To verify the optimization results, the FEM analysis was repeated using the optimized dimension variables. The parameters of the original and optimized structures are compared in Table 9. The optimization lowered the mass of the crossbeam by 7.45%, reduced the deformation by 3.08%, and increased the modal frequency by 0.42%.

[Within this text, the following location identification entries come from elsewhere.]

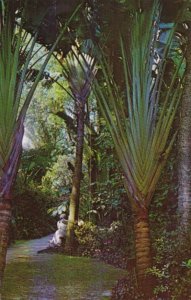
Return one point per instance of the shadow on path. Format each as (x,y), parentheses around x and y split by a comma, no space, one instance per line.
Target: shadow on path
(30,275)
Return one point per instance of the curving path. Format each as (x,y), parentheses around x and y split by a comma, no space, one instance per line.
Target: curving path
(30,275)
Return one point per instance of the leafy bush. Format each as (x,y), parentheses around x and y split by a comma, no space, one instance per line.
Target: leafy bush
(87,236)
(30,218)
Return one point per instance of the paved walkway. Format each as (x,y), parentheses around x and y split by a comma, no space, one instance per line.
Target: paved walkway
(31,276)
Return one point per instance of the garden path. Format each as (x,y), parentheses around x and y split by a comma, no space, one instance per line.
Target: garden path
(30,275)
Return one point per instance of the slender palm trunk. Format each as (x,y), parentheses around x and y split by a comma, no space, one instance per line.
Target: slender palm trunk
(75,194)
(5,219)
(184,170)
(142,248)
(6,183)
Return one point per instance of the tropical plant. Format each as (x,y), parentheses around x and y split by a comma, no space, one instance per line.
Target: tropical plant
(16,53)
(79,70)
(140,119)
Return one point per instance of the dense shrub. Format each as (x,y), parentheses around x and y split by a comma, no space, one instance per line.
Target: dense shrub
(30,218)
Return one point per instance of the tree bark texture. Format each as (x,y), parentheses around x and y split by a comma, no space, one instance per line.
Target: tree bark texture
(75,194)
(5,219)
(184,146)
(6,183)
(142,248)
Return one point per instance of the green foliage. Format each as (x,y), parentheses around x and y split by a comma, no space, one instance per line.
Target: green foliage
(139,126)
(30,218)
(87,236)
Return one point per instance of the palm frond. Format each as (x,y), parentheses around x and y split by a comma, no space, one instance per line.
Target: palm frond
(141,121)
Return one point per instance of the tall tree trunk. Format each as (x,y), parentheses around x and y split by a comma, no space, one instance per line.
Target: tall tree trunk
(142,248)
(184,146)
(6,183)
(76,182)
(5,219)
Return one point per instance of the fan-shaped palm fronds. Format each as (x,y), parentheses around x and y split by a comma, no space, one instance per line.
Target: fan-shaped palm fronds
(80,70)
(16,53)
(140,121)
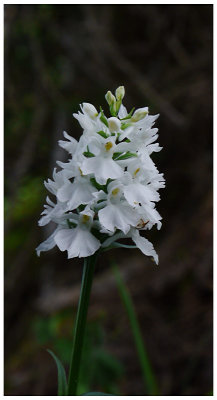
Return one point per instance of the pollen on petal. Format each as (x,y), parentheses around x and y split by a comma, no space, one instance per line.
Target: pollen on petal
(136,171)
(108,146)
(115,191)
(85,218)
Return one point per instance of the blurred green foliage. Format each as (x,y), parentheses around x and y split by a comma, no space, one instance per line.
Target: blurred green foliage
(99,369)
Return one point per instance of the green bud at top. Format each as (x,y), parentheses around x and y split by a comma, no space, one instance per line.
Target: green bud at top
(119,93)
(139,114)
(111,100)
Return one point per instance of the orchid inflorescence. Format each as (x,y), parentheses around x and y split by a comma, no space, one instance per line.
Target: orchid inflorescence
(108,188)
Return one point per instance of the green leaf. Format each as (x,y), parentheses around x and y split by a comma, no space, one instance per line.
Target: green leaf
(103,118)
(96,394)
(62,382)
(115,245)
(125,125)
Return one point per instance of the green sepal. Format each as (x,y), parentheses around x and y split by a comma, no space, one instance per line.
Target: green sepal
(103,118)
(96,394)
(128,115)
(62,382)
(103,134)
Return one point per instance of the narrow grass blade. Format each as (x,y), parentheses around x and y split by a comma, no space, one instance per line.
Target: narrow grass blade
(148,375)
(62,382)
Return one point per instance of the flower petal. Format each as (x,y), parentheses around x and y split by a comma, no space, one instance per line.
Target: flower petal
(144,245)
(78,242)
(103,168)
(118,216)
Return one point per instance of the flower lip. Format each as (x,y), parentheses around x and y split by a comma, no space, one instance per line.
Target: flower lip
(108,146)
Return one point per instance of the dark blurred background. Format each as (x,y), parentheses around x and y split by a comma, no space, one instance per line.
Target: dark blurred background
(55,58)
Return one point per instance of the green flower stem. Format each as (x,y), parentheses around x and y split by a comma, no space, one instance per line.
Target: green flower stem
(87,278)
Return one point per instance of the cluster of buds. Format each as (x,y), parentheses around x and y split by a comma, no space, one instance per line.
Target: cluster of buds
(108,188)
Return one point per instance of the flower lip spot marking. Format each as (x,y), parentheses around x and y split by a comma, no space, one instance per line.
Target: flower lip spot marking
(108,146)
(136,171)
(115,191)
(141,224)
(85,218)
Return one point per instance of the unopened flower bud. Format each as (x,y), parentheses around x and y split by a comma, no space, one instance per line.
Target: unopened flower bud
(114,124)
(90,110)
(139,114)
(110,98)
(120,92)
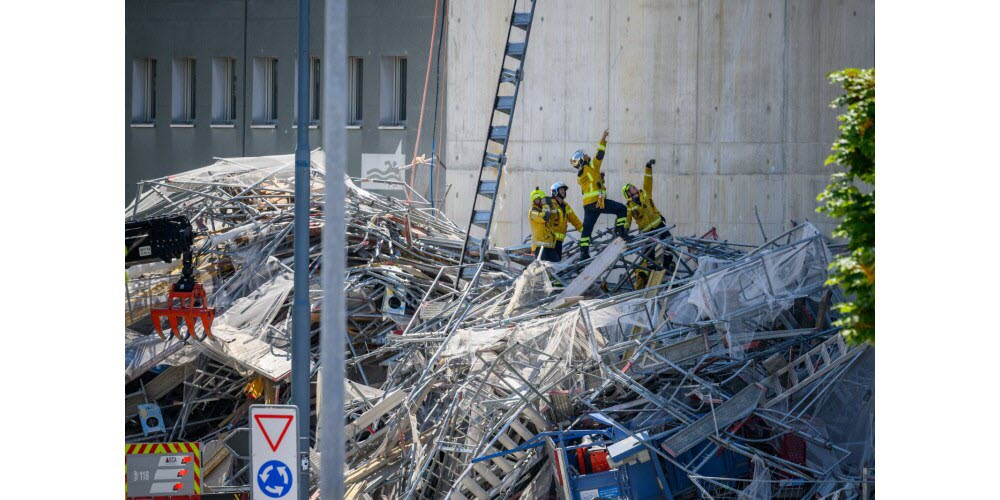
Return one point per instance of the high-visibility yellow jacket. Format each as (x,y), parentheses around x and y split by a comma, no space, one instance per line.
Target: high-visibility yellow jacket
(541,234)
(589,177)
(562,214)
(644,213)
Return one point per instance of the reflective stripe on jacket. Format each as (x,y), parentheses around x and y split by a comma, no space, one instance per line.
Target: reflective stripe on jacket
(541,235)
(562,214)
(589,177)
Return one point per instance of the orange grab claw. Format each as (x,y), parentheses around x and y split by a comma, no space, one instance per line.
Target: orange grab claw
(188,306)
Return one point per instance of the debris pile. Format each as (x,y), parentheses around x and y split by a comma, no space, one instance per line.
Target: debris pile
(722,377)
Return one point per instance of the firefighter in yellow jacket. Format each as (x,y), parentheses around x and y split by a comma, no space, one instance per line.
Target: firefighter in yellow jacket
(543,240)
(562,214)
(641,209)
(595,195)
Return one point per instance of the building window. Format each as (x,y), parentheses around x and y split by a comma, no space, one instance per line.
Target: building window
(224,90)
(315,96)
(314,90)
(265,90)
(355,68)
(393,91)
(183,91)
(144,90)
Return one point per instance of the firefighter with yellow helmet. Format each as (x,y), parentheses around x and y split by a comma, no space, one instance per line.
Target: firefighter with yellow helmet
(641,209)
(543,239)
(595,195)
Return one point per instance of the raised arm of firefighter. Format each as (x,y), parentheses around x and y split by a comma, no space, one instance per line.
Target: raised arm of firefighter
(573,219)
(647,179)
(602,147)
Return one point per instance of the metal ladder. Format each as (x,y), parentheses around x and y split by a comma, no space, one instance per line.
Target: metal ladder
(494,153)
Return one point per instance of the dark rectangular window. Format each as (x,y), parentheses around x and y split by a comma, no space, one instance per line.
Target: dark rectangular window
(183,86)
(355,68)
(265,90)
(315,96)
(143,90)
(223,90)
(393,91)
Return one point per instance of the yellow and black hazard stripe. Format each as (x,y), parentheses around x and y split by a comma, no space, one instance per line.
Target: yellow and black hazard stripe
(165,448)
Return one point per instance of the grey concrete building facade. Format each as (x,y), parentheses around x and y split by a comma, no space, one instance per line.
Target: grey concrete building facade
(188,125)
(730,97)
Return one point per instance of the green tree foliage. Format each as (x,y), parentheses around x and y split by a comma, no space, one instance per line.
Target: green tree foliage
(854,271)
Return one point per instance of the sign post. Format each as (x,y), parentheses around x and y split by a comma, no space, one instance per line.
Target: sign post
(274,451)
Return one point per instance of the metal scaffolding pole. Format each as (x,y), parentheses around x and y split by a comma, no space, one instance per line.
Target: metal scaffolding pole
(333,318)
(301,322)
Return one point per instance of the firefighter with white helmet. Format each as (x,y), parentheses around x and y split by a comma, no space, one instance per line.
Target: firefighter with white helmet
(562,214)
(595,194)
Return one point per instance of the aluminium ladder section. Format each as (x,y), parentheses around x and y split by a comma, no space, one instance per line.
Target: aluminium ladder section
(498,134)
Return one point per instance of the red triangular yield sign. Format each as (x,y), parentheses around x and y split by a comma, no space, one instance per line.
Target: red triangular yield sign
(273,443)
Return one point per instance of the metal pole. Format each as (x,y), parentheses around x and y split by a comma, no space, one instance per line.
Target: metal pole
(333,319)
(301,322)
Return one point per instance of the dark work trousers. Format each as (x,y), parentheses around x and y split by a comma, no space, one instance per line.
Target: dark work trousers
(590,215)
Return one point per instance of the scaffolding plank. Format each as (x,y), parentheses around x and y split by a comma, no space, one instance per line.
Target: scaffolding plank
(589,275)
(726,414)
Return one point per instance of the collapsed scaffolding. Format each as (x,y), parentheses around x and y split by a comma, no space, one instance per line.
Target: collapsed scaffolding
(722,378)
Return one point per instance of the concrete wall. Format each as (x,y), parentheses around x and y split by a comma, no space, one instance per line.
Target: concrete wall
(243,29)
(729,96)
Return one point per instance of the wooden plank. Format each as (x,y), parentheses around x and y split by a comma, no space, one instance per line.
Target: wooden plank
(726,414)
(390,402)
(582,283)
(159,386)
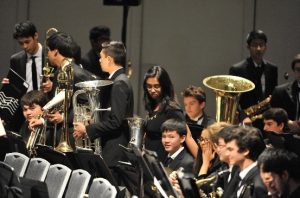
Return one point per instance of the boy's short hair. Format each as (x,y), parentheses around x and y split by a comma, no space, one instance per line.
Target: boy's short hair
(196,92)
(24,29)
(279,115)
(34,97)
(256,34)
(174,125)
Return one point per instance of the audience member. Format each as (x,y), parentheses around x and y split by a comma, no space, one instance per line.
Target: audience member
(279,170)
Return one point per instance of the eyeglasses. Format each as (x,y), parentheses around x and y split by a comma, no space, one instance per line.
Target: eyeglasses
(202,140)
(155,87)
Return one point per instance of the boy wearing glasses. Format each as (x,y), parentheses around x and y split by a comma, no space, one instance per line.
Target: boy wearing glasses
(173,138)
(261,72)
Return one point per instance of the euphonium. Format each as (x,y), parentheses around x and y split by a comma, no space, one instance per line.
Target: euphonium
(65,79)
(47,69)
(228,89)
(136,134)
(254,112)
(37,136)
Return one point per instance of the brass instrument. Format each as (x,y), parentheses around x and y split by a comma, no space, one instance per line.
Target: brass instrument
(37,136)
(136,134)
(81,113)
(65,80)
(47,69)
(228,89)
(253,112)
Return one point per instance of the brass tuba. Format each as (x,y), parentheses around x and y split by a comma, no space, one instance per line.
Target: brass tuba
(228,89)
(47,69)
(88,113)
(65,80)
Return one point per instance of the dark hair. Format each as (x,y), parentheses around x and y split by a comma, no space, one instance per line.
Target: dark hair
(174,125)
(24,29)
(63,42)
(223,133)
(247,138)
(279,115)
(34,97)
(295,60)
(278,161)
(116,50)
(99,31)
(196,92)
(167,89)
(256,34)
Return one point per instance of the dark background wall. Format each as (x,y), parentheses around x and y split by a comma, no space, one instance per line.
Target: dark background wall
(192,39)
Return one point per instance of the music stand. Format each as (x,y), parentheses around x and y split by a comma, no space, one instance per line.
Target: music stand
(159,173)
(134,155)
(53,156)
(95,165)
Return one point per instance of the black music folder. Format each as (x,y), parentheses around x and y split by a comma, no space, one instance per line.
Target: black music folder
(10,95)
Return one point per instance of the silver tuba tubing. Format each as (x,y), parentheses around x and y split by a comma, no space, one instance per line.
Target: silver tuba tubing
(136,133)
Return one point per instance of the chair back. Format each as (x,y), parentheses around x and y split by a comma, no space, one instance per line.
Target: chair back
(57,180)
(102,188)
(78,184)
(18,161)
(37,169)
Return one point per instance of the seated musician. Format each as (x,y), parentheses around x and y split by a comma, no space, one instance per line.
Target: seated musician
(243,147)
(173,138)
(32,104)
(194,100)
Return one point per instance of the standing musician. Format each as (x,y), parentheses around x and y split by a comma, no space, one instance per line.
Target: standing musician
(255,68)
(113,128)
(61,46)
(27,63)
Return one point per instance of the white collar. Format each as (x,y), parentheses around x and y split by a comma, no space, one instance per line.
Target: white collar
(176,153)
(244,172)
(37,54)
(110,75)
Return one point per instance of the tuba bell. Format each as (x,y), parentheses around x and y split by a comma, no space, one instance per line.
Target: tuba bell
(228,89)
(88,113)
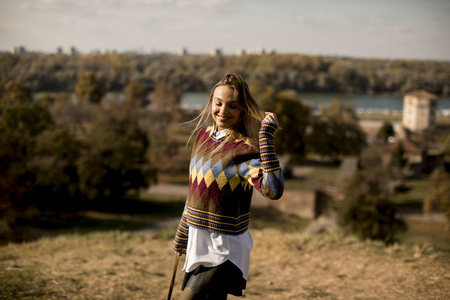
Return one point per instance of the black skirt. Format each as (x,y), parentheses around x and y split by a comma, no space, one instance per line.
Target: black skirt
(225,278)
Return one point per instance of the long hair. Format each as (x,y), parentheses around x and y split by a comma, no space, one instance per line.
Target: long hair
(249,123)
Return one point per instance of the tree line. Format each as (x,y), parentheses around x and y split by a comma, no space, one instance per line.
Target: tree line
(59,154)
(50,72)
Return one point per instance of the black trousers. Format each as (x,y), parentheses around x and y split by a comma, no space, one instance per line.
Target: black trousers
(225,279)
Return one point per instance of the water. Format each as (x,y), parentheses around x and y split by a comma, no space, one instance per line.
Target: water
(385,104)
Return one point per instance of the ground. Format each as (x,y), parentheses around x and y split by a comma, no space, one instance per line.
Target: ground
(121,265)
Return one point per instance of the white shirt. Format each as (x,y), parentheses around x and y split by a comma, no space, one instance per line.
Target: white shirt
(211,249)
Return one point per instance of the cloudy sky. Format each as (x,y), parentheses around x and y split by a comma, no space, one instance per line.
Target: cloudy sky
(408,29)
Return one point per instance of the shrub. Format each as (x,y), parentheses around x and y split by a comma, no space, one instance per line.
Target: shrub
(366,210)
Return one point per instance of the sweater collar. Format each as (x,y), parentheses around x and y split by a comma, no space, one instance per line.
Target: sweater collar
(218,134)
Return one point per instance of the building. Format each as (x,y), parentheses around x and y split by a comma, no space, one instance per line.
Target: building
(182,52)
(419,111)
(215,52)
(18,50)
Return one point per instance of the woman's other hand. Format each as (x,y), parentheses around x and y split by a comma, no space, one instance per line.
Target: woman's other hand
(271,117)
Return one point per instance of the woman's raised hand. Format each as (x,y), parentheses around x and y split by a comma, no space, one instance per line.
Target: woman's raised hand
(271,117)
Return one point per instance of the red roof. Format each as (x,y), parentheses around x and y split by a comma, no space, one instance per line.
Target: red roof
(423,94)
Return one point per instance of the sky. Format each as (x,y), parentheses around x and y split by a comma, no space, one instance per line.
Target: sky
(386,29)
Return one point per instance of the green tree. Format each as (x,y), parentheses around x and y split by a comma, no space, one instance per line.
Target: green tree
(165,96)
(439,197)
(136,94)
(385,132)
(15,93)
(19,129)
(293,117)
(55,165)
(336,132)
(88,89)
(366,209)
(116,158)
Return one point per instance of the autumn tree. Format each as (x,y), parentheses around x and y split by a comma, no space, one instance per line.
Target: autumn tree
(165,96)
(366,209)
(115,160)
(19,128)
(136,94)
(293,117)
(385,132)
(54,164)
(15,93)
(335,132)
(87,89)
(439,197)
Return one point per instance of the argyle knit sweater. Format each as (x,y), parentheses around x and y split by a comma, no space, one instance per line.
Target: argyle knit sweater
(222,182)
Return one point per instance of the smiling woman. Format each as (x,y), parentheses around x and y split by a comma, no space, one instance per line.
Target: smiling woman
(228,159)
(225,110)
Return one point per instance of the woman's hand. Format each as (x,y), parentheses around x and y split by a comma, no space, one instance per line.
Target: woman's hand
(271,117)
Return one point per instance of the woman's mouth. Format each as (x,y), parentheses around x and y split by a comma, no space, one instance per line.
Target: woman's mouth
(221,118)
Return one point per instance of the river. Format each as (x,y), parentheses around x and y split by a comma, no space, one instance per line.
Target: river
(386,104)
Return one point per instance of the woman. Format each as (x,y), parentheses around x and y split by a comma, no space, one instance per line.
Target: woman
(228,159)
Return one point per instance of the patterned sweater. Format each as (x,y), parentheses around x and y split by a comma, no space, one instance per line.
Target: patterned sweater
(221,183)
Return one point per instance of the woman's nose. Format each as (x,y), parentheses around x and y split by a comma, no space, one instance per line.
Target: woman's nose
(223,109)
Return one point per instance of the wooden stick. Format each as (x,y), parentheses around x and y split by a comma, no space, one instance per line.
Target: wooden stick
(175,266)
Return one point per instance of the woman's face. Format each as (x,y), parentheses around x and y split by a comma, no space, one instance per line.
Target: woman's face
(225,110)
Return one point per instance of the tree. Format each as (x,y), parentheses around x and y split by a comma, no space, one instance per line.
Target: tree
(88,89)
(116,158)
(15,93)
(165,96)
(385,132)
(293,117)
(335,132)
(439,197)
(55,165)
(366,209)
(19,129)
(136,94)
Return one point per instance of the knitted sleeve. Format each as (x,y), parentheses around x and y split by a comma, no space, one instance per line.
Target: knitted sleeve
(181,237)
(266,174)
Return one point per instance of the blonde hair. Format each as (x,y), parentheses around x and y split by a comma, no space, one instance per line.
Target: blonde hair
(249,123)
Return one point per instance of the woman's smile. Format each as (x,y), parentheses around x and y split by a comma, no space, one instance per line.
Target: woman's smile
(225,110)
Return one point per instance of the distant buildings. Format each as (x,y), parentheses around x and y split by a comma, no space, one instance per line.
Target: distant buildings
(215,52)
(419,111)
(18,50)
(181,52)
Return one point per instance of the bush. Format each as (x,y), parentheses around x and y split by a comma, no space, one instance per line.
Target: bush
(366,210)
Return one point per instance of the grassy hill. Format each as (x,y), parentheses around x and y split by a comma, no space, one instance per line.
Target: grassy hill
(286,263)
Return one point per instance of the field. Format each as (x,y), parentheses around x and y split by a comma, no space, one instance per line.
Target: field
(126,254)
(287,263)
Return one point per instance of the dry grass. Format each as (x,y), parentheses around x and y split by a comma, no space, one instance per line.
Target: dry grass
(285,265)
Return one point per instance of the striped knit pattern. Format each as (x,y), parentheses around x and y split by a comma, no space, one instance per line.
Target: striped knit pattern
(181,237)
(267,147)
(221,183)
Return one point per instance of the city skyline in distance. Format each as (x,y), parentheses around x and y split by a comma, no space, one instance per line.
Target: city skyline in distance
(397,29)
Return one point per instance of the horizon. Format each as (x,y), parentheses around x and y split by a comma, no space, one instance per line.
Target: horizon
(382,29)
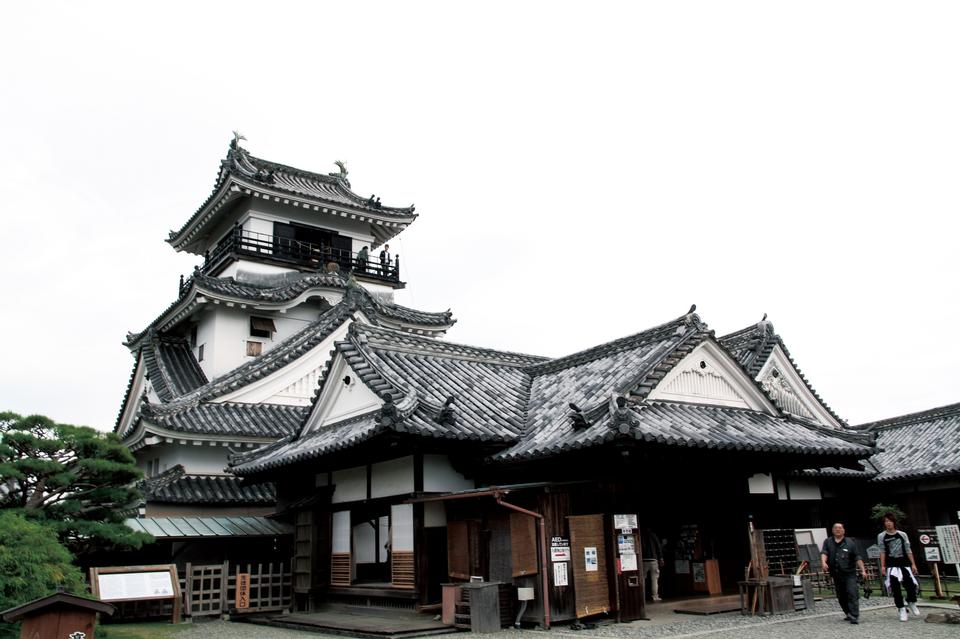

Table 9 Parameter comparison of the original and optimized crossbeam structures

5 Conclusions

Using FEM analysis, this paper performed a modal frequency analysis of a CNC machine crossbeam with an X-type unit structure. The internal structure of the crossbeam was improved by changing the X-type units to O-type units. The characteristic dimensions of the crossbeam were divided into different groups, and their influences on the crossbeam mass, frequency, and deformation were calculated and analyzed using sensitivity theory. From the sensitivity analysis results, 15 dimensions were defined as independent variables using multi-objective optimization. The deformation, modal frequency, and crossbeam mass were input as the constraints and optimization goals into the multi-objective optimization process, comprised of a BP neural network and NSGA-II algorithm. The crossbeam mass decreased by 7.45%. The total deformation of the crossbeam decreased by 3.08%, and the modal frequency of the crossbeam increased by 0.42%. The crossbeam with the optimized structure and dimensions was more lightweight, less deformable, and vibrated at a higher modal frequency than the original design.